Some have deemed the risks too great. 

“None of the nurses are wearing masks, not even surgical masks in the hallways when they’re giving reports to each other,” reports Imaris Vera, a trauma nurse from Chicago, in a video after she decided to quit her job. 

Vera’s manager would reportedly not even allow her to wear a mask she brought to work on her own. 

“I had my own N95 mask, I told my manager ‘I understand we’re short on supplies but let me protect myself, let me feel safe, I have family that I have to come home to’.” 

Other healthcare workers have made the difficult decision to continue treating patients despite their concerns. 

Shelly Hughes, a nursing-home aide in Washington State, reported the difficulty of trying to treat her patients while straining to keep herself and her family healthy during the outbreak amid equipment shortages and poor pay. 

“It is physically demanding, and it’s emotionally taxing,” Hughes said. When her husband sees her off to work, it’s “like he’s sending me off to war or something,” she added. 

Fired after speaking out

For some on the frontline, pushing back against dangerous work standards has led to firings. 

“I was always taught that you stand up for what is right, and that’s what I did,” argued Maria Gray, a nurse from Missouri who was let go after reportedly demanding extra protection on two consecutive shifts. “I felt like, this isn’t right. They are putting my life at risk. They are putting other nurses’ lives at risk. They are putting patients at risk.”

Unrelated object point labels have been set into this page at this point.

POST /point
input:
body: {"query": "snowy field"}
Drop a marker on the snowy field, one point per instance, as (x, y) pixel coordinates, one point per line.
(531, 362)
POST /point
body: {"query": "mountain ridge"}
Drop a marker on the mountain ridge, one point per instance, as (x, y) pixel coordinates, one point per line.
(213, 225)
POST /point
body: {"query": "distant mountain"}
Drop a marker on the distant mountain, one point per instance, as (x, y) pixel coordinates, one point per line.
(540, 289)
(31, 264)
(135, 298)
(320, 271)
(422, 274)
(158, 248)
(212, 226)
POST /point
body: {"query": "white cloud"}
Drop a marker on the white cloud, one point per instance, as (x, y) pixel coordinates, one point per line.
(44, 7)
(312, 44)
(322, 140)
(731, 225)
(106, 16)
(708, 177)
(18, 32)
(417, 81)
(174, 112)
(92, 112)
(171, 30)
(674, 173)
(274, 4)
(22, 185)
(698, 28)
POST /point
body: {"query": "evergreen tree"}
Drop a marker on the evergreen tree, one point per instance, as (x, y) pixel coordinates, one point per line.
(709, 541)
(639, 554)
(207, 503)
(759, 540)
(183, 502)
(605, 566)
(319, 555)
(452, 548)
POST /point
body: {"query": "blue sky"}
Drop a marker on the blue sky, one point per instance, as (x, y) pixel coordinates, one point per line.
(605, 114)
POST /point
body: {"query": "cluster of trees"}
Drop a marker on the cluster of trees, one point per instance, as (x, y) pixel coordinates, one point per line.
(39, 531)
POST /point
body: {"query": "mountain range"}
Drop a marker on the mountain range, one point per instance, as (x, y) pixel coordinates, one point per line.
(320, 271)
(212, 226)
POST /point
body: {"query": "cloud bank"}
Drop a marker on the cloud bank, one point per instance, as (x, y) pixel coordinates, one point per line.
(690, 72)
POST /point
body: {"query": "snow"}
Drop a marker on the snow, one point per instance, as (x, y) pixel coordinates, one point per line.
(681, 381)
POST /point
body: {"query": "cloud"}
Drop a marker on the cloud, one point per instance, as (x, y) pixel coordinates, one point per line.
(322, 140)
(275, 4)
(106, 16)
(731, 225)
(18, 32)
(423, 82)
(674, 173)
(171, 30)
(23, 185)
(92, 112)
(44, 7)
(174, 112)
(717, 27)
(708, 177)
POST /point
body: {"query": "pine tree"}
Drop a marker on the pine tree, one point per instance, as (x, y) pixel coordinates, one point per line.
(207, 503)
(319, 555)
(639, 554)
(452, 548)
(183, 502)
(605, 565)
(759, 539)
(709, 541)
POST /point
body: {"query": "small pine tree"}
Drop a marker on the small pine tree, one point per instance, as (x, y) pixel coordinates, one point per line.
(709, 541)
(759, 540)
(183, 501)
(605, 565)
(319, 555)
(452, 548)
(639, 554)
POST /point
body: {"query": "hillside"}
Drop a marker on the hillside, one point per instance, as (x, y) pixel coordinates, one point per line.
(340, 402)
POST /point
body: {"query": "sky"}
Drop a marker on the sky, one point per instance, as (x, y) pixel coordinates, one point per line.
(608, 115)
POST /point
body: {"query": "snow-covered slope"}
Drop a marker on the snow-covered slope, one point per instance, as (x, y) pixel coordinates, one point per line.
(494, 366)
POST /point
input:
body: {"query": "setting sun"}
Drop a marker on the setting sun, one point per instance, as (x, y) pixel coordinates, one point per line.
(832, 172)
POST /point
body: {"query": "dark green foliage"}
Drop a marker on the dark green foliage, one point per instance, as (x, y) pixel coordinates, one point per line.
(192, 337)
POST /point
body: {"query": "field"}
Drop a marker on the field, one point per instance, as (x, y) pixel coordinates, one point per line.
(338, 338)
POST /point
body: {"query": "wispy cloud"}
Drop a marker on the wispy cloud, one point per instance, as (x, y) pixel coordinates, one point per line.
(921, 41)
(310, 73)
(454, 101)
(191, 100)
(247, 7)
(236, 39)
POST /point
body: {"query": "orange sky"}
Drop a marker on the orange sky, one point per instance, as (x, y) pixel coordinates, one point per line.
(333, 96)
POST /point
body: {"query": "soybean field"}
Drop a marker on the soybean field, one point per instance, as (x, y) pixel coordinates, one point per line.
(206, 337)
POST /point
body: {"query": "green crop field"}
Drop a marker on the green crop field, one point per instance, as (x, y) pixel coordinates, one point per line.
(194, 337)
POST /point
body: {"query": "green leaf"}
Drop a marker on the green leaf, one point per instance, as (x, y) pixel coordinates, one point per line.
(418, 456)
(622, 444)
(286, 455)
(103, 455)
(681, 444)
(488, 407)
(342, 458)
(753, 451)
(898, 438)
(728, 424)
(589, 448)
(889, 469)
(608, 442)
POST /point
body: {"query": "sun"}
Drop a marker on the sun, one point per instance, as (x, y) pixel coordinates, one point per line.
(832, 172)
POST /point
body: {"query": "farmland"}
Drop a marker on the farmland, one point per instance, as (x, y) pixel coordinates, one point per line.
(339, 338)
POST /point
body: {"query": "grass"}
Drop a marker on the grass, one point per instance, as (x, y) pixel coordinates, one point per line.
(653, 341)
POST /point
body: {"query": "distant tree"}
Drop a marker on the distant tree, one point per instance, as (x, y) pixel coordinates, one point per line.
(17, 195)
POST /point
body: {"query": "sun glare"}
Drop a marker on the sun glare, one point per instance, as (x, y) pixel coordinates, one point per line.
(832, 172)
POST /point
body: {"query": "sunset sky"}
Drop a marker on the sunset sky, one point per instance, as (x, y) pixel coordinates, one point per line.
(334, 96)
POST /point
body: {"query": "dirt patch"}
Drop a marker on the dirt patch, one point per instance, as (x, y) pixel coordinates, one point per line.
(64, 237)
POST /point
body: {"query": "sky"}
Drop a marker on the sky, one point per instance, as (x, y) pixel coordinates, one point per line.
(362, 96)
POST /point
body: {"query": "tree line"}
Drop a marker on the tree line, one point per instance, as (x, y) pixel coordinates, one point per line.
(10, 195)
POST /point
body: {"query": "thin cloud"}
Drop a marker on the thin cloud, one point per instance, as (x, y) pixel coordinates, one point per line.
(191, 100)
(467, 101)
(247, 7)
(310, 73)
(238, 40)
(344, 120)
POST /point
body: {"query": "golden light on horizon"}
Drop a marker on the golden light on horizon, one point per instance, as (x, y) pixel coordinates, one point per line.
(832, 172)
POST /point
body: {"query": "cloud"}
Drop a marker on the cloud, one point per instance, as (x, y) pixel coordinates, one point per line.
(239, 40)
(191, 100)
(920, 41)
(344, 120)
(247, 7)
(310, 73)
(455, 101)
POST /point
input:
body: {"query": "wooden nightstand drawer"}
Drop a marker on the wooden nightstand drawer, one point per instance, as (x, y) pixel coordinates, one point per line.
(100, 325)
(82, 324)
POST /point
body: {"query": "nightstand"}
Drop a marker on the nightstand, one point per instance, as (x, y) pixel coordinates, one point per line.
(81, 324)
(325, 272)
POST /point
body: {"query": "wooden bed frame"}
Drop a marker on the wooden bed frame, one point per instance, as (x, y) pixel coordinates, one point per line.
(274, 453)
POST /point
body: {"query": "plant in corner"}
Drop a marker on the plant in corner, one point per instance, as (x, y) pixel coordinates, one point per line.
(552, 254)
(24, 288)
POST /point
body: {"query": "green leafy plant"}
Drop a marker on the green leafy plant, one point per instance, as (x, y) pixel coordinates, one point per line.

Similar stories are emerging across the US. 

In Bellingham, Washington, a coastal city close to the Canadian border, Dr. Ming Lin took his concerns over a lack of protective equipment to his superiors. When that didn’t work, he turned to social media. According to reports, he was subsequently fired. 

“Morally, when you see something wrong, I think you have to speak out,” he argued in a video posted on YouTube. 

Some hospitals are enforcing a strict policy and not allowing their employees to talk to the media without first getting approval from their public relations department, while others are encouraging their health workers to get the message out that a lack of equipment is hurting their ability to take care of patients. 

“It’s so important that everyone understands how bad this is going to get,” argues Nisha Mehta, a radiologist from North Carolina who runs two Facebook groups for physicians. “The public needs to hear these stories and other physicians need to hear them to be warned against what’s coming.”

Protection is possible

Singapore has been praised for its efforts to protect healthcare workers. Of the 8,000 COVID-19 cases and 11 deaths the country has seen, only a handful are reported to be healthcare personnel.

The Annals of Internal Medicine, an academic medical journal, reported that 41 healthcare workers in Singapore were potentially exposed to the virus when a patient was being intubated, a procedure that involves inserting a tube into the patient’s trachea to help them breathe. 

No workers ended up getting the virus, however, which the journal notes is likely due to their use of protective equipment. 

“That none of the health care workers in this situation acquired infection suggests that surgical masks, hand hygiene, and other standard procedures protected them from being infected,” the report concluded.